My father served with the 630th Tank Destroyer Battalion attached to the 28th Division. He was a sergeant ( Gun Commander ). He was wounded late in the war when his self-propelled ( open-turret ) gun was hit by a panzerfaust. There is a forest green horizonal stripe or bar ( fabric ) below his sergeant stripes on both sleeves. There was no such thing when I served 20 years later. I have never found anyone who knows what it is called or what it means. PLEASE TELL ME !
I think that is a combat leader stripe, the forerunner of the current "leadership tab" . I am looking for the hard dates it was in use and when it was specifically issued. Found it:
I've been struggling to find any photos at all showing these stripes - it may just be a coincidence but I'm wondering if they weren't worn very much - perhaps the command positions changed too quickly to be worth sewing it on usually. It certainly sounds like it was widespread enough, just not seeing it in photos. anyone any theories?
Enemy snipers might like to shot those guys with the gray/green bars or with the officer insignia?

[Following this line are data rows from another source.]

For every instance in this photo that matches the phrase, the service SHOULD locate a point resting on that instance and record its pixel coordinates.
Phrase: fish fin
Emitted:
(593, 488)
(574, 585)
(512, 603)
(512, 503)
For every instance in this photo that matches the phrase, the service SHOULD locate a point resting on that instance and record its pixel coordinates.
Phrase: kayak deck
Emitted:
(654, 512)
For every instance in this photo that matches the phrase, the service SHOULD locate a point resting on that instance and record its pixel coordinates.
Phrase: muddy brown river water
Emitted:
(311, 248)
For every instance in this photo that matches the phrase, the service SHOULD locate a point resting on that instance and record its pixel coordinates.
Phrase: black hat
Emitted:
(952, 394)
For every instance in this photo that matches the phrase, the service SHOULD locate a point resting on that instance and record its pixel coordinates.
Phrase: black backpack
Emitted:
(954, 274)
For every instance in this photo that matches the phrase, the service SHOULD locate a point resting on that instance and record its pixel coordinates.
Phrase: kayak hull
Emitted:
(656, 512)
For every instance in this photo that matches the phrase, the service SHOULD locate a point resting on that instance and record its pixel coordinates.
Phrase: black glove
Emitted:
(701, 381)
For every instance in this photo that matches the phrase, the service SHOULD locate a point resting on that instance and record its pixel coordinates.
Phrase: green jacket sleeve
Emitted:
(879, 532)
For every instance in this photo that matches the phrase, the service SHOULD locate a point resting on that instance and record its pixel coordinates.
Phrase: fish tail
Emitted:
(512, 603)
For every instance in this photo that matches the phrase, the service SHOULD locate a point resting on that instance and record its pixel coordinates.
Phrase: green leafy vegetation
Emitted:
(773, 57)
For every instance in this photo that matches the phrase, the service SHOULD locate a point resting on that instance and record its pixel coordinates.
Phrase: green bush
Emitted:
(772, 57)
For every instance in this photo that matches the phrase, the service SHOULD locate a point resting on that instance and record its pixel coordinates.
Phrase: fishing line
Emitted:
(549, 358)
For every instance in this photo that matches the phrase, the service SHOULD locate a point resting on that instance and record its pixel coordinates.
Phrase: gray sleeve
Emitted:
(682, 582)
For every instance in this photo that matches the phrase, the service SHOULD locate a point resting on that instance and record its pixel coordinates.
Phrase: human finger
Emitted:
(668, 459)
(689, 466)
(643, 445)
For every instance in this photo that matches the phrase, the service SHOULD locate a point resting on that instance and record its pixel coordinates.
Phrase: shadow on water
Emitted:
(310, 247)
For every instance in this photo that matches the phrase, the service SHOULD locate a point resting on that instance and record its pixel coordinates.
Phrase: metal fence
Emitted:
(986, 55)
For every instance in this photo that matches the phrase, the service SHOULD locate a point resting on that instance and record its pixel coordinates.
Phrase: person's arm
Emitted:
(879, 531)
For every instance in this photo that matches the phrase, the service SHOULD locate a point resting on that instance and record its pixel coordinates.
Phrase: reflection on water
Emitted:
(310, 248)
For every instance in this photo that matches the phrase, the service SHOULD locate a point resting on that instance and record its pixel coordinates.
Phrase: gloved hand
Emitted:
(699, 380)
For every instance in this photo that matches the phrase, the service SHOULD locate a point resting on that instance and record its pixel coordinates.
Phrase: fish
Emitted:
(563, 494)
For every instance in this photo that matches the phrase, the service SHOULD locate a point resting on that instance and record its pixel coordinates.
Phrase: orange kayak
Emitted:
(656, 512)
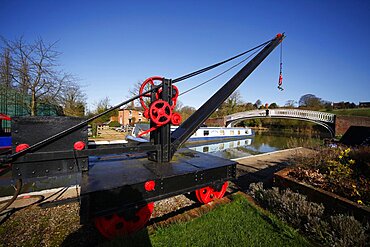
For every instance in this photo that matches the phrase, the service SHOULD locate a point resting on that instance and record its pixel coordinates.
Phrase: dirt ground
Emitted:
(109, 134)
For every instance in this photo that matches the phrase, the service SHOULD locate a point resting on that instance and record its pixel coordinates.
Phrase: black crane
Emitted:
(120, 182)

Just a guess...
That sound plausible, the snipers (on all sides) did tend to pick the target which would most disrupt the enemy's command and control structure if possible.
I was thinking that as a sniper you wouldn't not shoot someone with chevrons just because he didn't have the leadership stripe? certainly possible men could have thought that, but seems unlikely would change anything?
As far as guesses go you were right in the pickle barrel: So according to that it was advised to remove all insignia except for the CLI. Another example of the useless crap I have floating around my brain housing group.
Nice to get a mystery like this solved for future generations and recorded where it can be found and passed on. Kudos to Brad
That's the first I have heard of that as well. I had thought that the only command designators was the horizontal white hashmarks on the back of the helmet denoted NCOs and the vertical white stripe was for officers. Great find there dude! Ok, take five, smoke'em if you got'em, and get back to work.